McDonald's (NYSE:MCD) has tried to return to its roots and double down on the fast food at value prices that have fueled its success. That, along with its All-Day Breakfast menu, has led the chain to a turnaround.
In its most recent quarter, global comparable-stores sales increased 6.6%, reflecting positive guest counts in all segments. The chain's home market, the United States, wasn't up quite as much, but a same-store-sales increase of 3.9% is still impressive.
Revenue did decline by 3%, but diluted earnings per share (EPS) improved to $1.70 from $1.25 in Q2 2016. And for the first six months of the year, EPS is up 26%, jumping to $3.17 from $2.51, though overall revenue was down by 4%.
"For the quarter, we delivered our strongest global comparable sales and guest count results in more than five years," said CEO Steve Easterbrook in the Q2 earnings release. "We're now introducing our Velocity Growth Plan accelerators in more restaurants around the world, bringing meaningful benefits to more customers through digital, delivery, and our Experience of the Future."
Despite those generally strong results and Easterbrook's strong management, it's not all clear sailing for the company. McDonald's continues to face a difficult operating climate, and there are reasons to believe its current success may not be sustainable.
What's next for McDonald's?
After efforts to offer higher-end healthier food failed, the company rebooted around its traditional offerings. That was a smart play by management, which accepted that if a consumer wanted to eat healthily, he or she probably wasn't going to pick McDonald's in the first place.
The chain also went back to innovating, adding its successful Signature Crafted burgers as well as bringing back chicken tenders. More importantly, the company has upped its technology game, adding ordering kiosks in some stores, using app-based ordering to speed up drive-thru service, and even rolling out delivery in a number of markets. In addition, McDonald's has invested heavily in its McCafe beverage program, which gives it the opportunity both to increase check size and add sales during non-peak times.

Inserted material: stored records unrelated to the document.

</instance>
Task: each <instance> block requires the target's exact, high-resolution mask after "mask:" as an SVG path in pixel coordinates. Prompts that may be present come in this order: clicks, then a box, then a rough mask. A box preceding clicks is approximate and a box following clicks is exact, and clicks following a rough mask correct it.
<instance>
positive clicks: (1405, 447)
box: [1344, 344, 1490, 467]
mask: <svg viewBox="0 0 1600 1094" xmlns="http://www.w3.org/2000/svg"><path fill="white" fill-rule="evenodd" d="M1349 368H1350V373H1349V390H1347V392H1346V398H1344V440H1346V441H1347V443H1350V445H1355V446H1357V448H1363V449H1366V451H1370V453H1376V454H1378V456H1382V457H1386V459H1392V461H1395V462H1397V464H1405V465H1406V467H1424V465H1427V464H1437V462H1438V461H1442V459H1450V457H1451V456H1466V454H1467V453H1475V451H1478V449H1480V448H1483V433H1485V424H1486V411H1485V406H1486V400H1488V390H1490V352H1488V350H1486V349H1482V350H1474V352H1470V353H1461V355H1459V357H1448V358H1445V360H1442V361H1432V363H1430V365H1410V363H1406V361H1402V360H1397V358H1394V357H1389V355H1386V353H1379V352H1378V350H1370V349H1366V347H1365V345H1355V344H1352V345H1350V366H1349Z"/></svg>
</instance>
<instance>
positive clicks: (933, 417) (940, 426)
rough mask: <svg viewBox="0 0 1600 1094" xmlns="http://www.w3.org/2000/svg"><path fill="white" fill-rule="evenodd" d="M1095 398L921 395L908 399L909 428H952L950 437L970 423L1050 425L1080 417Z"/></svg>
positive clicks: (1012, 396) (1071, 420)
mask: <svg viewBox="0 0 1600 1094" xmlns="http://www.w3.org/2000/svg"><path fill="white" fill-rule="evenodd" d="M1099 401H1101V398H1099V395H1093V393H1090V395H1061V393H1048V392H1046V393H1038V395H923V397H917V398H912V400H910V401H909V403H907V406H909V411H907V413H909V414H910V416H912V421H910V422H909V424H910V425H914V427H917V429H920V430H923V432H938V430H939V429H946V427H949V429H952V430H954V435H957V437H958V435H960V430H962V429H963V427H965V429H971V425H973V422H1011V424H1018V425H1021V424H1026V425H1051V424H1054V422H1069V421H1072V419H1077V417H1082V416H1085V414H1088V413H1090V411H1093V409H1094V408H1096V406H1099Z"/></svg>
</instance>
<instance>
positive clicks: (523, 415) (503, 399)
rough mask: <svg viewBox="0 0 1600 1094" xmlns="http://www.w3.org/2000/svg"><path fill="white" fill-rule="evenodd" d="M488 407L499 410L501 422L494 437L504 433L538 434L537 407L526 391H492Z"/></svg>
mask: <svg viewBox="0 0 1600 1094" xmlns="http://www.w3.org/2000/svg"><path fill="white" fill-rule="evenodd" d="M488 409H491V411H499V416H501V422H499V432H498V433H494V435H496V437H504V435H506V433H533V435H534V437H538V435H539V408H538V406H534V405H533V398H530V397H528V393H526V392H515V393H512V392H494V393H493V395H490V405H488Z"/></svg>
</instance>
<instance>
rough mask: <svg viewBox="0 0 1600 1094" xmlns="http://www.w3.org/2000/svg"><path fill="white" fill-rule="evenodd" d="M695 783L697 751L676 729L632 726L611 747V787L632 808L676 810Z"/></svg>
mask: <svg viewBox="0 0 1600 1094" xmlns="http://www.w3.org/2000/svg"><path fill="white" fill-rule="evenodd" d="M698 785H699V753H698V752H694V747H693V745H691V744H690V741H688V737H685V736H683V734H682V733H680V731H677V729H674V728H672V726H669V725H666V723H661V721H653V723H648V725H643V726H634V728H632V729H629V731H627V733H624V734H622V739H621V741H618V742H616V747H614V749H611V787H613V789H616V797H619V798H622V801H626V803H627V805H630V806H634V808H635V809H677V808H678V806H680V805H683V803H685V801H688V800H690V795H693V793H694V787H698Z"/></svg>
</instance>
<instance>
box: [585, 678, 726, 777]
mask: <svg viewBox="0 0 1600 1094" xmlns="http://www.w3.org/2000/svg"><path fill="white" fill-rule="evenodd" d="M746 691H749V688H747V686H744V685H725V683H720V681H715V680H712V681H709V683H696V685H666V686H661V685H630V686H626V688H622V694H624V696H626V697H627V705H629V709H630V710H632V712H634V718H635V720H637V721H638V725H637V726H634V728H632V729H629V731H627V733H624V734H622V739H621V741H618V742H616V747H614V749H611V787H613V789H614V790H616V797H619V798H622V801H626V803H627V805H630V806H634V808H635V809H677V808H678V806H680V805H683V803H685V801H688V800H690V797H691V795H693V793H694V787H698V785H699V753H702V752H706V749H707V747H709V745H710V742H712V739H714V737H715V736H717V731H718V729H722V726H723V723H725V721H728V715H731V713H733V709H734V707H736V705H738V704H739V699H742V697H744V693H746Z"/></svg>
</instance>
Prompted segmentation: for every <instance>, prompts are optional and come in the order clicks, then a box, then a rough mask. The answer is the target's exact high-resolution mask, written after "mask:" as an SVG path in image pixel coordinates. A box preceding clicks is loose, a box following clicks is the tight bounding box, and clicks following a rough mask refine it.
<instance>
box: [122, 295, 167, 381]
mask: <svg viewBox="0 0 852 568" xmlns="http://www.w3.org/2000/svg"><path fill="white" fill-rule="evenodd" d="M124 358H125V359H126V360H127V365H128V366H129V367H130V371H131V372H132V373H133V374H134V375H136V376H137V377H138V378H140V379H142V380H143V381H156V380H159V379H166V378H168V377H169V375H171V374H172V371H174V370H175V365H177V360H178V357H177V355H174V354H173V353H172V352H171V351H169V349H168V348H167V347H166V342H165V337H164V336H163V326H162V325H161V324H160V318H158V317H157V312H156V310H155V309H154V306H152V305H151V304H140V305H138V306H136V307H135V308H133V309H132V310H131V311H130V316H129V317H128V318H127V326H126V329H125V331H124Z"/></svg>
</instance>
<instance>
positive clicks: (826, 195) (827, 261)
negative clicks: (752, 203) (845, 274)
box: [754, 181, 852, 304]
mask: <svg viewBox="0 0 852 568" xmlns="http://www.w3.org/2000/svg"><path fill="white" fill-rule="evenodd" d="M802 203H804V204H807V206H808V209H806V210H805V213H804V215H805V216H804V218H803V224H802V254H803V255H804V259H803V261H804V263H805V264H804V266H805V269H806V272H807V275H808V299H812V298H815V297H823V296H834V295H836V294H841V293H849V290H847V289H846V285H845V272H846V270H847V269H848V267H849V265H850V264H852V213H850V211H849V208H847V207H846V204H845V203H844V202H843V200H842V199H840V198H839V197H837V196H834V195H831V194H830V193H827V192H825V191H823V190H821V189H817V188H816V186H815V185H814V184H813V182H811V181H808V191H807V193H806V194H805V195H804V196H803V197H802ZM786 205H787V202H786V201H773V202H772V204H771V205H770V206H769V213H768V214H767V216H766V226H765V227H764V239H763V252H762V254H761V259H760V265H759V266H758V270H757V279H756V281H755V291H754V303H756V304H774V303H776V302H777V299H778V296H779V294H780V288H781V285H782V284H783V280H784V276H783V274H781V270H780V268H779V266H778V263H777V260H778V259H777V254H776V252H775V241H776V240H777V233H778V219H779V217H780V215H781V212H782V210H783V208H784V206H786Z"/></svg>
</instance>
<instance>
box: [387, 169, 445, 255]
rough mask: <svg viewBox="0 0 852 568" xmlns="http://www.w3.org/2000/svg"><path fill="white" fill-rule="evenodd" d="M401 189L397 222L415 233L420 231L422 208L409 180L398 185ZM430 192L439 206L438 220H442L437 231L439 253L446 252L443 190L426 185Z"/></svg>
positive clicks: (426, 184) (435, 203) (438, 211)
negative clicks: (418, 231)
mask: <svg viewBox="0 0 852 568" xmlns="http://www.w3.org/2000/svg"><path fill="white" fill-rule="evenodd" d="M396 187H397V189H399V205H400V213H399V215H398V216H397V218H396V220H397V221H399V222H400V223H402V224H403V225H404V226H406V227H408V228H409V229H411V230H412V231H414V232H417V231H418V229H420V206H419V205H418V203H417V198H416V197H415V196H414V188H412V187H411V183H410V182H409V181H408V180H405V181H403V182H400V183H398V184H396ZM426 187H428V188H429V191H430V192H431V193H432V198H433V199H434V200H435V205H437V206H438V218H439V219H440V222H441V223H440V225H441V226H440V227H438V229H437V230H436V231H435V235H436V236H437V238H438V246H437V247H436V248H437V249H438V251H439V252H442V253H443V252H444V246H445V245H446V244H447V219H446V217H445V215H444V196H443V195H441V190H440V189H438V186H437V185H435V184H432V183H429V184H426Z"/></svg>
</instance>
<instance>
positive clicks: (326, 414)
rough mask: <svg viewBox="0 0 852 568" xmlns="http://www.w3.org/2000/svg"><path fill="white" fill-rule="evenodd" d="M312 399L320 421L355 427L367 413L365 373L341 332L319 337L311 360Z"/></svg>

All of these moves, plus the expansion of the All-Day breakfast menu and a revised attempt at a Dollar Menu-like value offering, should drive sales in the near term. As that's happening, the conversion to the Experience of the Future model should remove some labor costs -- although the company has always said that wasn't the goal of the added technology.
Is McDonald's a buy?
The chain has proved to be resilient, and its sales have recovered after the company was caught unprepared by the rise of fast casual. It has also proved that it can execute fast food well, and demand for inexpensive burgers, fries, chicken nuggets, and the like remains high. One problem, however, is that there's no obvious sales driver like All-Day Breakfast on the horizon.
McDonald's has a lot of rivals, and Five Guys and Shake Shack are among the companies that take away its pricing power. Consumers will eat at the Golden Arches because it offers a product they enjoy that's relatively cheap. If they're willing to spend more, however, those rival chains become more enticing.
Still, this is a company that has remained a market leader through every manner of trend. That's likely to continue, and while there will be down quarters, the overall long-term direction remains up.
Consumers clearly like the food at McDonald's and will eat there as long as the price remains right. The company may succeed in expanding its beverage business, and it will certainly continue to become more efficient in how it operates.
This isn't a trendy pick, but the past few years clearly taught management a lesson: Give people what they want, but don't be complacent. Add menu items within your core competency (think a burger with triple bacon, not kale shakes), and execute really well. That's how the company turned things around, and it's a blueprint that makes the company a buy.